I didn’t learn all this by the men in my church but by the movement of mainstream Christianity.  The men in my church never made me feel less then, if anything they took opportunities to bolster women into more significant roles in the church and they have been working to counteract the stigmas placed on gender roles. I was unaware of any outrageous bias. But once your eyes are open you see it everywhere. Once I began to climb the ladder of church leadership some of these deep-seated traditions and beliefs emerged reluctantly, slipping out around committee meetings and board tables. But it has been through well known Christian hall of famers that my views have been forged on this matter. Its important to recognize that not all Christian men believe the same things about these matters, as many have stood up in defense of women leaders who have been attacked in recent years over their preaching and teaching roles in the church.
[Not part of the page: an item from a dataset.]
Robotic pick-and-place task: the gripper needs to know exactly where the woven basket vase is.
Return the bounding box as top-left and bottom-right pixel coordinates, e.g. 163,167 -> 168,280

There are time it feels all my gifts, abilities, studying, spiritual ministries, including the holy spirit in me is limited by my femaleness. Has all that God bestowed upon me as an individual only reach as far as my gender? This would be ok with me if prominent men such as John Macarthur, in the evangelical lime light were not publicly declaring that women make men weak, that women preaching in churches is why the church is in rebellion today and that a curse is coming upon these women as laid out in Isaiah 3. he says there is no biblical proof for them to be permitted to speak in church. So women have submitted, because that is what they were taught is right. Women have surrendered their gifting’s to their “own” gender exclusively, and the children of course. God has anointed these faithful godly women to preach the word, God has raised up daughters and given inheritances and now there is a strong army of women no longer fitting undetected under the rug of conventional commentary.  

The reasons this is so shocking to me still is the church has the bible, the church has Jesus the church has the word of God, the same word that in so many places honors godly women. The word of God exalts females who serve God and obey his word. God doesn’t look upon the outward but the inner parts of mankind, the heart, the heart which has no sex organs. Right? Why is it that in every other sector of life woman can be leaders, but not the church – in fact in the church they are not even permitted to speak! In Christ there is no division, no black or white, no man or woman, Jew or gentile, free or slave. This is the law of Liberty that we cling to. this is the spirit that we ought to be defined by. The things that look different on the outside have no bearing on our status or our ability to serve God fully. Where on earth would church teachers ever get the idea that God doesn’t see men and woman as equal in all regards?  In some ways the church has the most progressive constitution and document in the world. What is more advanced than the makers full scope of the universe beginning to end. Let me tell you a secret, that I hope you already know: it’s not God’s word that is outdated but our traditions. I believe we as humanity are far more outdated than God is.